As of November, 2013, the Ellison Medical Foundation is no longer pursuing biomedical grantmaking. Please read our article about their sudden announcement here.
The Ellison Medical Foundation has launched a new program aimed at promoting scholarly research in the area of neuroscience (see Ellison Medical Foundation: Grants for Brain Research and Treatment).
The foundation's Neuroscience Scholar Awards program is modeled after its existing grant program for research on aging. The awards will be given out to two groups — New Scholars, who are in their first few years of a research career, and Senior Scholars, who have a little more time under their belt but aren't necessarily at a senior rank in their department or institution.
The Ellison Medical Foundation is looking for researchers who can find "insight into the fundamental molecular and cellular mechanisms that underlie normal biological function, and when dysfunctional, lead to illness." In particular, the scientific advisory board that oversees applications is interested in research that sheds light on the neurological causes of aggressive behavior. That focus may change in future years, but in the initial stage it is a must for any application for support. (Read Ellison deputy director, Kevin Lee's IP profile).
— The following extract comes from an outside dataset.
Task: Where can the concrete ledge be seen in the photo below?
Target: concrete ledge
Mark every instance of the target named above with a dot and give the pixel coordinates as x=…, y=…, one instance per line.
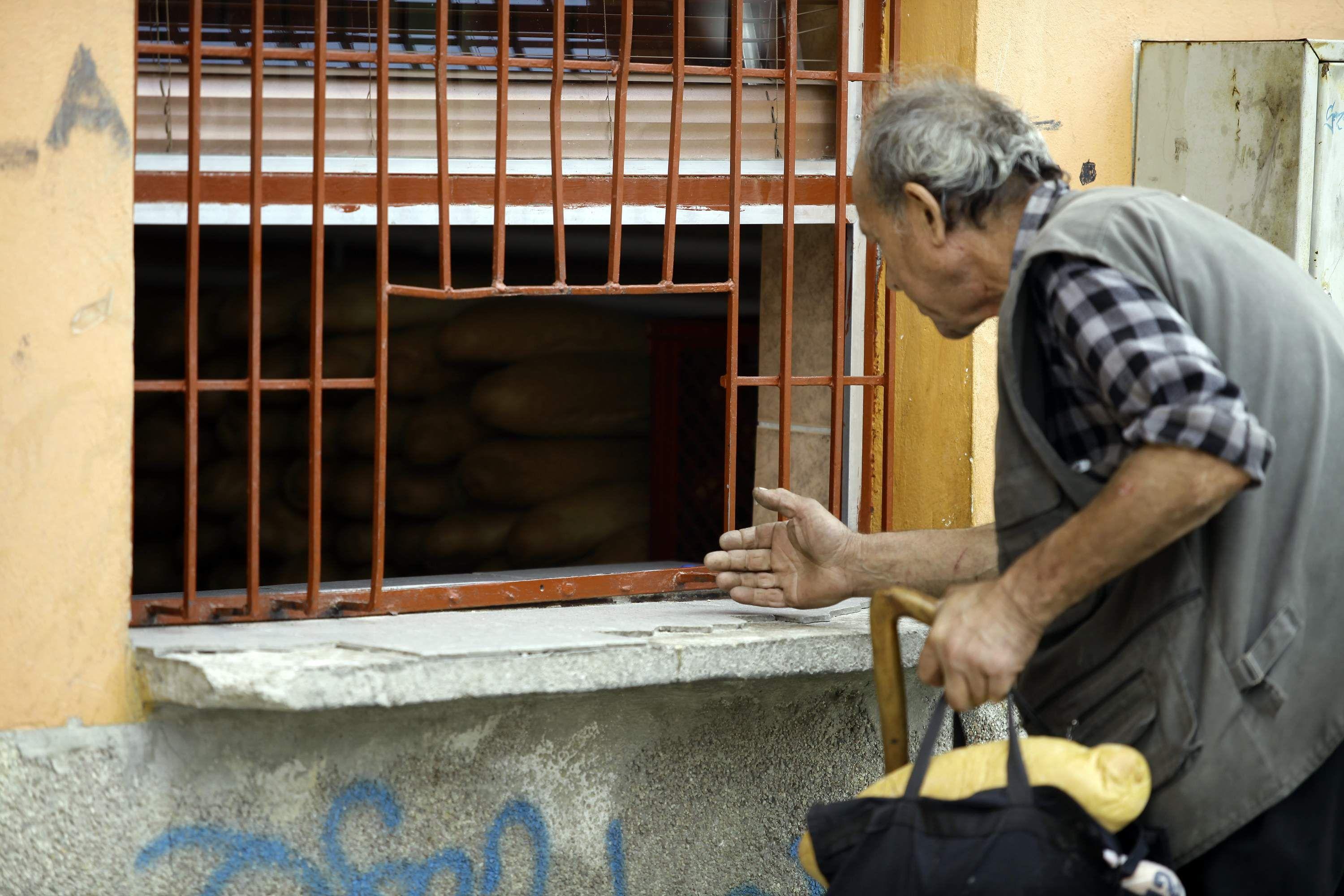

Winners of the foundation's grant will get four years of support so they can focus on their research. New Scholars get $100,000 per year to cover their costs. For Senior Scholars, the program is even more generous — $150,000 per year for direct costs and even more to cover any indirect costs the research might rack up.
The Ellison Medical Foundation distributed its first round of grants in 2012. The five Senior Scholars who attracted support were all focused on the neurobiological roots of aggressive behavior, but the wide variety of approaches to this problem demonstrate the foundation's open-minded philosophy.
For example, California Institute of Technology professor David Anderson is using his grant for his work using mice to gain insight into the brain's circuitry and its relationship to aggression. By manipulating the brain’s activity, he can disentangle the interplay between neurological activity and emotional responses.
"In order to effectively apply these powerful tools to the study of emotion, we need to choose model organisms suitable for studying this complex subject," Anderson writes on his website. "The laboratory mouse combines powerful genetics with a brain structure that is fundamentally similar to that of humans. We are using this system to study the neural circuits of emotion behaviors related to fear and aggression."
Meanwhile, another Senior Scholar, psychiatrist Kenneth Kendler of Virginia Commonwealth University, is using a Swedish national study to look at the interaction among genetics, the environment, and violent behavior.
So the Ellison Medical Foundation is interested in a wide range of proposals related to aggression, but you have to get your idea together quickly — the deadline for this year’s awards is June 21, 2013.